One possibility is we choose¹ a small public integer $r>1$ with $r^{(q-1)/2}\equiv-1\pmod q$, and ensure² the $n$ in Pailler is at least $2q-1$. Now $x\mapsto r^x\bmod q$ is a bijection on $[1,q)$.

Alice chooses $\widetilde{\mathsf{aliceSK}}$ uniformly at random in $[1,q)$ and derives $\mathsf{aliceSK}=r^{\widetilde{\mathsf{aliceSK}}}\bmod q$. She Pailler-encrypts $\widetilde{\mathsf{aliceSK}}$.

Same for Bob.

Somewhat the Pailler ciphertexts get Pailler-combined (that is multiplied modulo $n^2$ where $n$ is the public Pailler modulus) and Pailler-deciphered to $d=\widetilde{\mathsf{aliceSK}}+\widetilde{\mathsf{bobSK}}$

And from this it's possible to get

$$\mathsf{aliceSK}\times\mathsf{bobSK}\bmod q=r^d\bmod q$$

With 256-bit and even 384-bit $q$, it's reasonably easy to find $\widetilde{\mathsf{aliceSK}}$ from $\mathsf{aliceSK}$. Thus that technique can also be used after $\mathsf{aliceSK}$ was drawn the standard way.

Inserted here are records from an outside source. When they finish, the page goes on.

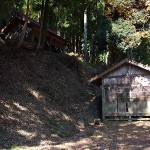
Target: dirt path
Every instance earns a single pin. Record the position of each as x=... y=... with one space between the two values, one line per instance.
x=107 y=136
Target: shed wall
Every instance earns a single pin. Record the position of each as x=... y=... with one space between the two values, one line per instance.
x=126 y=90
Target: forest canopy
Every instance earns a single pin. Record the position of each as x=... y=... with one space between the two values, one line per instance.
x=115 y=29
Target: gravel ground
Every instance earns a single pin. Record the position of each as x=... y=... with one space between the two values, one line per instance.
x=111 y=135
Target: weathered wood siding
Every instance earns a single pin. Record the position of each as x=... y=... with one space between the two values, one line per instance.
x=126 y=90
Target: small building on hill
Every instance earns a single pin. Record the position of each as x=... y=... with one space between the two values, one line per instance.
x=13 y=31
x=125 y=90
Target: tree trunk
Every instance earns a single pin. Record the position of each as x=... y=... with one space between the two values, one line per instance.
x=43 y=25
x=25 y=26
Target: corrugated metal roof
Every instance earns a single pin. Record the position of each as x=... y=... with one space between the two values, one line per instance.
x=125 y=61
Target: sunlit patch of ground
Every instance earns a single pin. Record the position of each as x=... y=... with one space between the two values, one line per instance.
x=111 y=135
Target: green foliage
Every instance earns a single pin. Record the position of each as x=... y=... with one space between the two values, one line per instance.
x=142 y=53
x=123 y=36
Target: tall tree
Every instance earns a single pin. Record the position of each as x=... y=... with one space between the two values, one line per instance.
x=43 y=23
x=25 y=24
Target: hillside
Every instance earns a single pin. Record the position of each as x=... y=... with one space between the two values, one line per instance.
x=42 y=98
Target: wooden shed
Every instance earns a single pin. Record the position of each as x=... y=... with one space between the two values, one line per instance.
x=125 y=90
x=14 y=27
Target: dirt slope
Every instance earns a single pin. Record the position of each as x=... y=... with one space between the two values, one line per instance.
x=40 y=98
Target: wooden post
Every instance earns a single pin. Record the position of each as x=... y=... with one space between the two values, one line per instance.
x=85 y=36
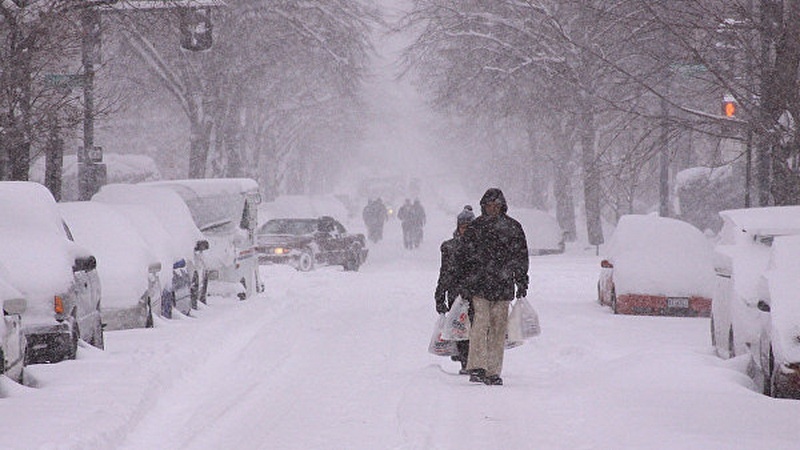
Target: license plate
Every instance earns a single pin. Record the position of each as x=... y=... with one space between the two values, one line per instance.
x=677 y=302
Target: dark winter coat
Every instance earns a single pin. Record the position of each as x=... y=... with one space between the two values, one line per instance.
x=494 y=254
x=450 y=281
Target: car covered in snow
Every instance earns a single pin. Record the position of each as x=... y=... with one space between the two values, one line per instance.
x=127 y=267
x=308 y=243
x=12 y=338
x=777 y=353
x=164 y=221
x=657 y=266
x=57 y=277
x=755 y=305
x=542 y=231
x=226 y=211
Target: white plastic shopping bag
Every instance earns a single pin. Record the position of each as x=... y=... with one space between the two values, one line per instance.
x=514 y=330
x=456 y=321
x=440 y=346
x=523 y=321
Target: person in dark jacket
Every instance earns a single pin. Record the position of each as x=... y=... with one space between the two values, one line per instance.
x=449 y=285
x=493 y=260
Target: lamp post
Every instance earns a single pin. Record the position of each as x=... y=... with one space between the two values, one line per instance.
x=196 y=32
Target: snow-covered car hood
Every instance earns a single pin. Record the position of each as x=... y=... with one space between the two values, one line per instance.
x=39 y=265
x=164 y=204
x=660 y=256
x=123 y=257
x=783 y=283
x=284 y=239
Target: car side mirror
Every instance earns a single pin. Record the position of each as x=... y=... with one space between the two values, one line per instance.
x=15 y=306
x=201 y=246
x=154 y=268
x=86 y=264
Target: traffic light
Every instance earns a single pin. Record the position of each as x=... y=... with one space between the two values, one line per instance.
x=196 y=29
x=729 y=106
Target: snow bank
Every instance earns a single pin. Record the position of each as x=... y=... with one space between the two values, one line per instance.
x=541 y=229
x=660 y=256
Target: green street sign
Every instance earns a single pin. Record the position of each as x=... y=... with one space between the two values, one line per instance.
x=63 y=80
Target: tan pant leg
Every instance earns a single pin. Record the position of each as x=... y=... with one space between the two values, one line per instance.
x=496 y=337
x=478 y=334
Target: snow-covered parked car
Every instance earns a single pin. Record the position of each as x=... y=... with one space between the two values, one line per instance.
x=753 y=264
x=127 y=267
x=57 y=276
x=12 y=338
x=778 y=352
x=542 y=231
x=657 y=266
x=226 y=211
x=164 y=221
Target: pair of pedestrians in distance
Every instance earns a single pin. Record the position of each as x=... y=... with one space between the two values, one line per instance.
x=412 y=220
x=486 y=264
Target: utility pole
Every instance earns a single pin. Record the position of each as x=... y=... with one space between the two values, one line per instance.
x=195 y=31
x=91 y=170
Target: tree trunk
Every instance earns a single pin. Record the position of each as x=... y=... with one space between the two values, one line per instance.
x=54 y=161
x=200 y=143
x=565 y=206
x=591 y=182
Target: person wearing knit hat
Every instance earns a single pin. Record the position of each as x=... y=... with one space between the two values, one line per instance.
x=493 y=266
x=449 y=285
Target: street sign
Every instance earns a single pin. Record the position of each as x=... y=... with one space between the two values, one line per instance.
x=94 y=155
x=63 y=81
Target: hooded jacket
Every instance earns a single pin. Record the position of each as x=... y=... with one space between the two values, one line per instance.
x=493 y=256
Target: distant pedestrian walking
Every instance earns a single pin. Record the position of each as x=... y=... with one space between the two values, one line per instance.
x=404 y=215
x=375 y=216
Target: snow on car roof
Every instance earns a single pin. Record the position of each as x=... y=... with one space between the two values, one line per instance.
x=302 y=206
x=660 y=256
x=211 y=186
x=783 y=282
x=212 y=202
x=38 y=256
x=122 y=254
x=30 y=206
x=772 y=220
x=165 y=204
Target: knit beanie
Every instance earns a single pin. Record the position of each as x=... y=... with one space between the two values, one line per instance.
x=465 y=216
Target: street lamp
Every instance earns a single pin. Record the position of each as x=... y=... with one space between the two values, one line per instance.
x=196 y=30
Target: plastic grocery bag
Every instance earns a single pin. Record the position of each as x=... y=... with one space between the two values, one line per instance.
x=523 y=321
x=456 y=321
x=440 y=346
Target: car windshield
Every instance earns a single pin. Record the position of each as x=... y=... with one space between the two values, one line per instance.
x=295 y=227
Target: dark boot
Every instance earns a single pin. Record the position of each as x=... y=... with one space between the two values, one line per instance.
x=493 y=380
x=477 y=375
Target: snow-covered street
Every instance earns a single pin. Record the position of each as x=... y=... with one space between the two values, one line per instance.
x=334 y=359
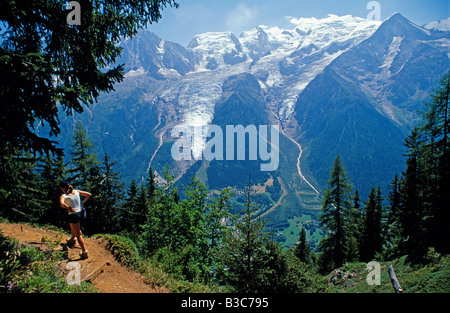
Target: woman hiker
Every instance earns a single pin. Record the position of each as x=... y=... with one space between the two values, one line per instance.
x=70 y=200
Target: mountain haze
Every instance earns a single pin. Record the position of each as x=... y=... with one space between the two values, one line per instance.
x=341 y=84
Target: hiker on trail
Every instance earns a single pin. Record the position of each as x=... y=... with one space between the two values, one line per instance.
x=70 y=200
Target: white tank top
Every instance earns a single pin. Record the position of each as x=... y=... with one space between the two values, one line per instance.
x=73 y=201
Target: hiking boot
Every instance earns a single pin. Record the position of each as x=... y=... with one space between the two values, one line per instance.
x=71 y=242
x=83 y=255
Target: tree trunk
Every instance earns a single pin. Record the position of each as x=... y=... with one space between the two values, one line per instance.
x=394 y=280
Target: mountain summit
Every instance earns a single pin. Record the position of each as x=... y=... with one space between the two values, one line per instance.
x=340 y=84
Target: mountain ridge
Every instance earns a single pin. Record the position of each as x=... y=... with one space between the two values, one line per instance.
x=334 y=85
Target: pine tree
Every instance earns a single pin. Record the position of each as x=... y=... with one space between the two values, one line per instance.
x=335 y=216
x=411 y=211
x=84 y=158
x=52 y=172
x=109 y=193
x=45 y=63
x=245 y=249
x=371 y=236
x=393 y=231
x=435 y=161
x=302 y=249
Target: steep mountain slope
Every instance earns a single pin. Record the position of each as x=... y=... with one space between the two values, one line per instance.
x=335 y=85
x=373 y=93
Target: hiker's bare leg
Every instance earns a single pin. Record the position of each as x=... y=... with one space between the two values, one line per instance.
x=76 y=230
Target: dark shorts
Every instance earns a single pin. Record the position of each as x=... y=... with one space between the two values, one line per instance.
x=75 y=217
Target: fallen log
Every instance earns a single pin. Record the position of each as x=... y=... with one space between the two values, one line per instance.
x=394 y=280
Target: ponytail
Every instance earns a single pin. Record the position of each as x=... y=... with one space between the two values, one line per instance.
x=67 y=186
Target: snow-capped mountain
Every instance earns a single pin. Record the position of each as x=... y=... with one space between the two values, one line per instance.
x=340 y=84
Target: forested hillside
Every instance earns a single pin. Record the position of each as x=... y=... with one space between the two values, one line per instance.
x=200 y=237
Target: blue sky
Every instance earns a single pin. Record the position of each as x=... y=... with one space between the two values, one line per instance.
x=198 y=16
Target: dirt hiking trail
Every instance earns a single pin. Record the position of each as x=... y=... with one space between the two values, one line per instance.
x=101 y=268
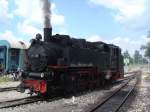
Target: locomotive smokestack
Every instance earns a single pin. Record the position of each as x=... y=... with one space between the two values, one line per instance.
x=47 y=20
x=47 y=34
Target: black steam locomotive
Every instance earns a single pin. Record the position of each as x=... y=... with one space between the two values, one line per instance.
x=69 y=65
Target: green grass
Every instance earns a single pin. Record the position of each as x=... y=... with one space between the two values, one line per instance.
x=4 y=79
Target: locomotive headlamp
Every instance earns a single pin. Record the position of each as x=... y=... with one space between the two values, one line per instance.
x=42 y=75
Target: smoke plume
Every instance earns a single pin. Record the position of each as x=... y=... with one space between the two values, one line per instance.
x=46 y=13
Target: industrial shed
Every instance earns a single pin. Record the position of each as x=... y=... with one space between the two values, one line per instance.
x=12 y=55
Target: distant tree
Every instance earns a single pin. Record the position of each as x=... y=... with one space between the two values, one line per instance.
x=138 y=58
x=127 y=55
x=146 y=48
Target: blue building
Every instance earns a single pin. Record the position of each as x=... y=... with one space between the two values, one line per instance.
x=12 y=55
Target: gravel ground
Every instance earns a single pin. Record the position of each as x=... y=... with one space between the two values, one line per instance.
x=10 y=95
x=9 y=84
x=74 y=104
x=139 y=101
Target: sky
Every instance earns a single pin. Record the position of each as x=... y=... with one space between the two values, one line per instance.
x=121 y=22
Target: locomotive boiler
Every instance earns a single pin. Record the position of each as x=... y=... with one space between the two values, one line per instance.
x=62 y=63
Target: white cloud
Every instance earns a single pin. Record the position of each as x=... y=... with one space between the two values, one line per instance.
x=132 y=13
x=8 y=35
x=27 y=29
x=123 y=42
x=4 y=11
x=32 y=10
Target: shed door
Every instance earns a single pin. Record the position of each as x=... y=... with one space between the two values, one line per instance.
x=14 y=59
x=2 y=58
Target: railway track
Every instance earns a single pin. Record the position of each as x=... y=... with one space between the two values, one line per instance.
x=24 y=101
x=115 y=100
x=8 y=89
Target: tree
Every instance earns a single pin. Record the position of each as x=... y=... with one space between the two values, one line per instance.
x=137 y=57
x=146 y=48
x=127 y=55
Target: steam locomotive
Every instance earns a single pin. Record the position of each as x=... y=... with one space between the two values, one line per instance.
x=63 y=63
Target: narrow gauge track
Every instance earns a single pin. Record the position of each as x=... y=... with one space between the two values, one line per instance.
x=27 y=100
x=115 y=100
x=8 y=89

I have never seen this proposed, but it's so simple that I doubt it's new.

¹ Trial and error with $r$ the first primes will find one quickly in an average of two attempts.

² That will hold for common $q$ in ECDSA, which usually is some hundreds bits, and common $n$ for secure Paillier, which usually is in the thousands bits.